When Homosexuality Became a Man
“Man, that guy’s got a voice!” That was my first impression of Joe Hallett.
In the fall of 1990, my wife and I joined Bethlehem Baptist’s young adult Sunday School class. And during the worship times Joe’s voice would soar above everybody’s. He wasn’t a big guy — about 5-foot-7, maybe 130 pounds. But when he sang he was a man among men.
Joe wasn’t shy either. In our first conversation he just laid it out there. A decade earlier he had left college to dive into the gay community — the bars, the trysts, the flamboyant clothes, everything. And it had been exciting and liberating at first, after the misery of his sexually abused childhood and depressed teens. But the “gay lifestyle” turned out to be an empty bag. Like all distortions of human sexuality, “queerness” never delivered the fulfillment it promised.
Then in 1985, through the patient, persistent, pursuing love of a Christian friend, Joe heard the voice of Jesus and left “the lifestyle” to follow him.
But nine months later the doctor spoke the nightmare words: “your blood test was positive.” Joe had full-blown AIDS. In 1986, the prognosis was two years, maybe. Joe believed life was over.
But Jesus didn’t. In fact, what Joe saw as a scorched place God intended to turn into a watered garden (Isaiah 58:11).
God gave him a church family at Bethlehem Baptist and a supportive family in Outpost Ministries' men’s group. Rather than shriveling, Joe flourished, growing in grace and truth and leadership. Soon he was asked to be Outpost’s Ministry Director. An excellent writer and compelling speaker, Joe increasingly found himself publicly preaching the gospel, championing God’s good design in human sexuality, equipping the church to serve the homosexually broken, and comforting the suffering.
Year after year this went on. Joe stopped expecting to die. There was too much kingdom work to do. So much that he recruited me to help him. One night in 1991, he called me. “I need some help at Outpost. The guys I work with need to be around spiritually mature men who don’t struggle with homosexuality. They have to stop seeing themselves as freaks, but as men. Would you help me?” I said yes.

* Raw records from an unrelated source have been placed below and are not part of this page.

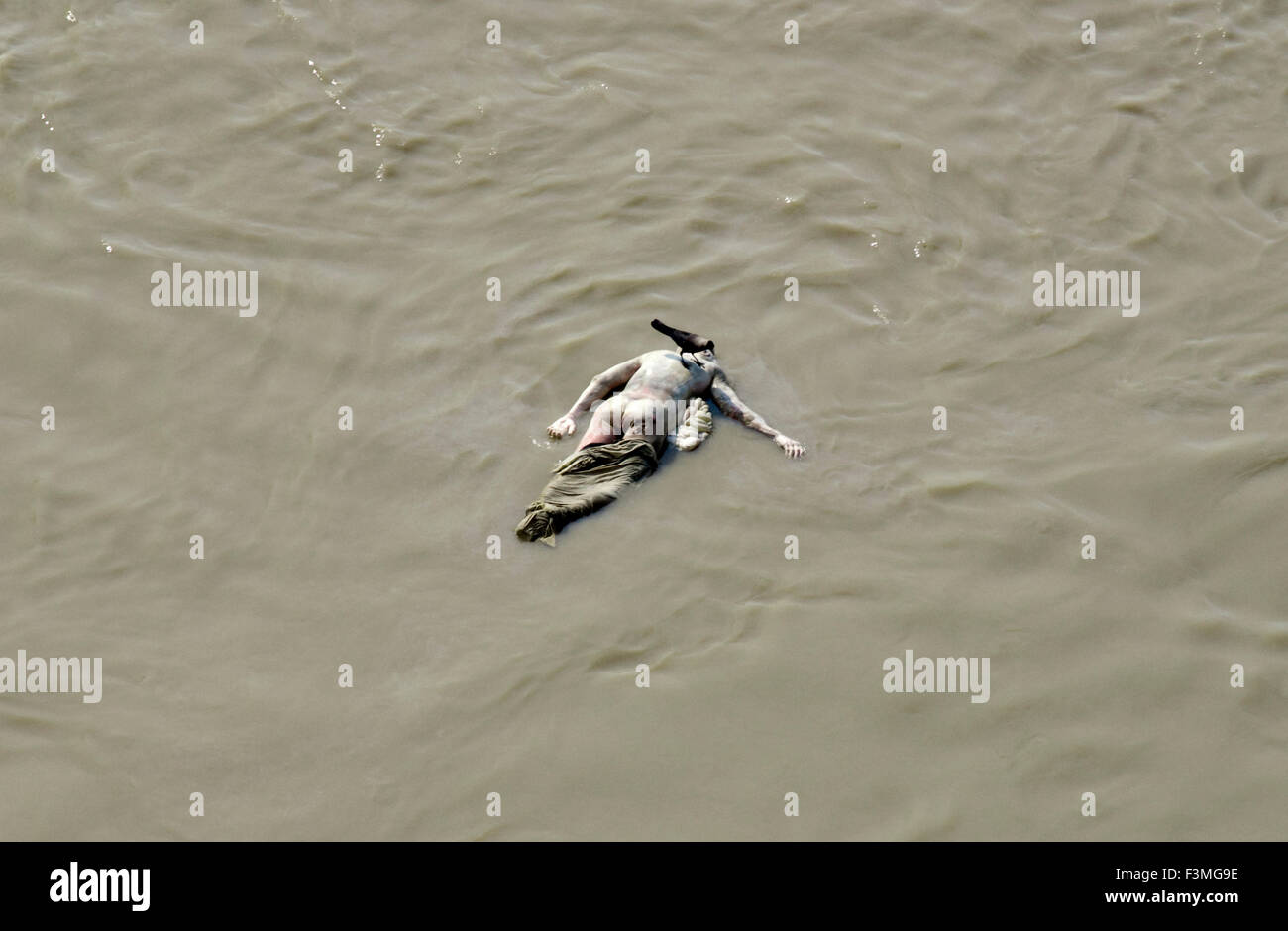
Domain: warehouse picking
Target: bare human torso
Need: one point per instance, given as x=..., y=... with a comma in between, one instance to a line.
x=655, y=389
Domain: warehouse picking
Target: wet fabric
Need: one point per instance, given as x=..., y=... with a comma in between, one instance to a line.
x=585, y=481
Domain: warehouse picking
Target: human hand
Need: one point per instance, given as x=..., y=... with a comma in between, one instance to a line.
x=790, y=447
x=565, y=426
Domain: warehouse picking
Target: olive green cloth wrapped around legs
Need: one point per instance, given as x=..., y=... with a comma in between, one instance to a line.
x=585, y=481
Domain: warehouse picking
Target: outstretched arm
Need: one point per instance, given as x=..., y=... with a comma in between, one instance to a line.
x=599, y=387
x=728, y=400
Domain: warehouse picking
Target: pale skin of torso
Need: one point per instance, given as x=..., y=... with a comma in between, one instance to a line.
x=647, y=384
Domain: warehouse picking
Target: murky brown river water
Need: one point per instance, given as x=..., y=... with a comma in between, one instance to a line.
x=518, y=674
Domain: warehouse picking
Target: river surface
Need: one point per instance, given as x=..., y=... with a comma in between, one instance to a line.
x=519, y=161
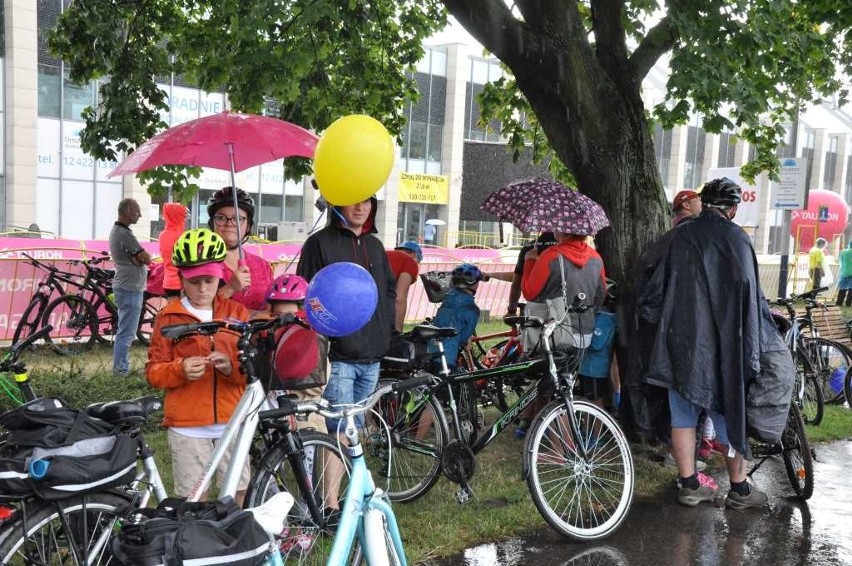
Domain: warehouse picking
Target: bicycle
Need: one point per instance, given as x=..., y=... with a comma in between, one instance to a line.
x=807, y=390
x=500, y=392
x=367, y=514
x=53, y=305
x=37, y=528
x=795, y=450
x=96, y=289
x=577, y=461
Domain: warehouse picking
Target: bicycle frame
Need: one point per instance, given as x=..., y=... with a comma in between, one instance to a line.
x=364, y=502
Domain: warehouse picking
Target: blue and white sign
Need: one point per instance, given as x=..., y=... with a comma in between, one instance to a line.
x=790, y=192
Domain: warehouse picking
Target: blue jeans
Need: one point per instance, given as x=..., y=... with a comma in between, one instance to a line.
x=129, y=305
x=349, y=383
x=685, y=415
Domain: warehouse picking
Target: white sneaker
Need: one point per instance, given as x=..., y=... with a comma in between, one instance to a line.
x=669, y=462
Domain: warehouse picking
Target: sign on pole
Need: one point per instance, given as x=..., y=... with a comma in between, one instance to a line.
x=790, y=190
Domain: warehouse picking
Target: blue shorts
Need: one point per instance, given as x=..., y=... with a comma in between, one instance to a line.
x=685, y=415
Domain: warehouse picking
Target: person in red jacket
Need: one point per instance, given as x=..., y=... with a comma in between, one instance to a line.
x=174, y=215
x=201, y=374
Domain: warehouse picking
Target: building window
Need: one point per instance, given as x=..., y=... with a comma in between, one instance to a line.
x=48, y=91
x=830, y=163
x=727, y=150
x=76, y=99
x=294, y=208
x=663, y=147
x=696, y=140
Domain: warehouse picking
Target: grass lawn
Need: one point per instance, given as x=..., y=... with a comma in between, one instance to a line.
x=433, y=526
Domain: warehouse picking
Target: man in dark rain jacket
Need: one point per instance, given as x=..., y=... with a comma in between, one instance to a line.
x=354, y=357
x=698, y=287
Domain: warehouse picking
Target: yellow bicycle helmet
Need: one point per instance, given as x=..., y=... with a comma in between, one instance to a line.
x=197, y=247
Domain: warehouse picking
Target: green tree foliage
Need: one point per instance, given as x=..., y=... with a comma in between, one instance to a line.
x=576, y=69
x=303, y=61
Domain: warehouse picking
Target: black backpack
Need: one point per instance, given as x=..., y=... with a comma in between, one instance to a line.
x=178, y=531
x=54, y=452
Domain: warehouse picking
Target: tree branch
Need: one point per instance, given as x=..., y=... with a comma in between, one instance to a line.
x=610, y=44
x=492, y=24
x=659, y=40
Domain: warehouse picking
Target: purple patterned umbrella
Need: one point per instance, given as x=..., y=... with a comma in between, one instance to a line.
x=541, y=205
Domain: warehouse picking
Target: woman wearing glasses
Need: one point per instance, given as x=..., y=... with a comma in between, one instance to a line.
x=246, y=280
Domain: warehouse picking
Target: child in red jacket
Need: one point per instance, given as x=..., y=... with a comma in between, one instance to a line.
x=201, y=374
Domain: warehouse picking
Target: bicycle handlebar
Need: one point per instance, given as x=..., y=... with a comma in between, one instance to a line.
x=14, y=352
x=323, y=407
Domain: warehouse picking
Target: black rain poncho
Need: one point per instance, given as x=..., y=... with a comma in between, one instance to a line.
x=698, y=287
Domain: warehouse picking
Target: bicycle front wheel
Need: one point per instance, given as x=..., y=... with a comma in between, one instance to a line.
x=830, y=360
x=325, y=483
x=74, y=325
x=31, y=319
x=405, y=457
x=798, y=459
x=583, y=498
x=87, y=517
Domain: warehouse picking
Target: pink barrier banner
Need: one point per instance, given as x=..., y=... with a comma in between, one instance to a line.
x=19, y=279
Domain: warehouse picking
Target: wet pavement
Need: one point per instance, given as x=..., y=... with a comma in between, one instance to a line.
x=661, y=532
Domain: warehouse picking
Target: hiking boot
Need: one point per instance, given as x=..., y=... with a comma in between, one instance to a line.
x=755, y=498
x=670, y=462
x=692, y=497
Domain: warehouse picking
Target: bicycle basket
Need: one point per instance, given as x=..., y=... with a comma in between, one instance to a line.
x=437, y=284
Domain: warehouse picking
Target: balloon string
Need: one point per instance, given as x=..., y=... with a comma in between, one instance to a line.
x=311, y=231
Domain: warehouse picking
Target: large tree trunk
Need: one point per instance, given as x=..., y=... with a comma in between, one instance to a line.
x=587, y=99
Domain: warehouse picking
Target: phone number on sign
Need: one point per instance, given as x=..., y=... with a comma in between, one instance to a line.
x=88, y=162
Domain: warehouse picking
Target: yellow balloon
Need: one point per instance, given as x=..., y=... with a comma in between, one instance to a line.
x=353, y=159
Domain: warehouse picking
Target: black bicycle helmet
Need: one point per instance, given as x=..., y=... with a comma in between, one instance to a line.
x=466, y=274
x=225, y=197
x=721, y=193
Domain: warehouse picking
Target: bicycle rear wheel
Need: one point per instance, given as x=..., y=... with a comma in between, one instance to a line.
x=31, y=319
x=408, y=455
x=798, y=459
x=581, y=498
x=74, y=325
x=49, y=542
x=302, y=541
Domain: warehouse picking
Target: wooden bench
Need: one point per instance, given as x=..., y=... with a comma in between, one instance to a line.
x=830, y=323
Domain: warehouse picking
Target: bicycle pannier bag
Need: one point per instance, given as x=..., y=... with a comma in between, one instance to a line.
x=55, y=452
x=183, y=533
x=768, y=396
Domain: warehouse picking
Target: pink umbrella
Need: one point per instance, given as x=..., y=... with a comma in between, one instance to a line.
x=229, y=140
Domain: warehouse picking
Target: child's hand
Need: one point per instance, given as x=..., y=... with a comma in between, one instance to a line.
x=220, y=362
x=193, y=367
x=241, y=279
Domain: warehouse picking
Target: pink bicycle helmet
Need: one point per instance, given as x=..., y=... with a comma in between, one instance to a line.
x=289, y=288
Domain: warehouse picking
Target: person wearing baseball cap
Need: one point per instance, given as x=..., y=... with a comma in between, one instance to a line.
x=686, y=204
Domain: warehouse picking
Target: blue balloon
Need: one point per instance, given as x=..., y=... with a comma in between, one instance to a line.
x=341, y=299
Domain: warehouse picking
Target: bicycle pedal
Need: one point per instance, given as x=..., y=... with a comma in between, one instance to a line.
x=463, y=496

For two years we worked together with real men with real lives. Men I grew to love. Men who grew stronger and sometimes stumbled. Men who had to fight to believe in God’s promises more than the deceitful sin in their broken bodies. Men like me. Homosexuality ceased being a label and became men I cared for.
In 1994, Joe gave me the honor of being his best man when God gave him the honor of marrying his long-time friend, Nancy, with whom he got to experience God’s good design for 3.5 years.
Finally, in the summer of 1997, Joe’s health began to fail. He had been very sick before and recovered. But this was different. As weeks passed many of us could tell that he knew the end was coming. But still his joy was infectious.
Once, when pondering death, Joe had written,
I think people are like trees. Some of us will flame brilliantly like sugar maples as we approach death. We will look forward to the promises of God and surrender our lives into his care. But others will wither and cling to the dying ashes of this life. Their self-centered lifestyles will deform them, making them like a twisted oak clutching its dead leaves. I wonder what your autumn will hold?
Joe died September 20, 1997, just when the sugar maples were in flame. He had not clung to dead leaves. He died reaching for the Lord of the Tree of Life in whose leaves is everlasting healing (Revelation 22:2). So the Lord appointed the maples as an honor guard ushering Joe to the land of strong singing and no more sin.
Fifteen years later I miss you, Joe. I miss your soaring songs, your Monte Python quotes, your honest friendship, and your godly example. You were faithful to Jesus unto death (Revelation 2:10), you believed his promises more than you believed your body, you didn’t waste your life, and you didn’t waste your AIDS. The Truth (John 14:6) has now set you completely free (John 8:32). You now have what you longed for most. I wish I could hear you sing.
And since you always liked to have the last word, I’ll let you ask us one more time:
“I wonder what your autumn will hold?”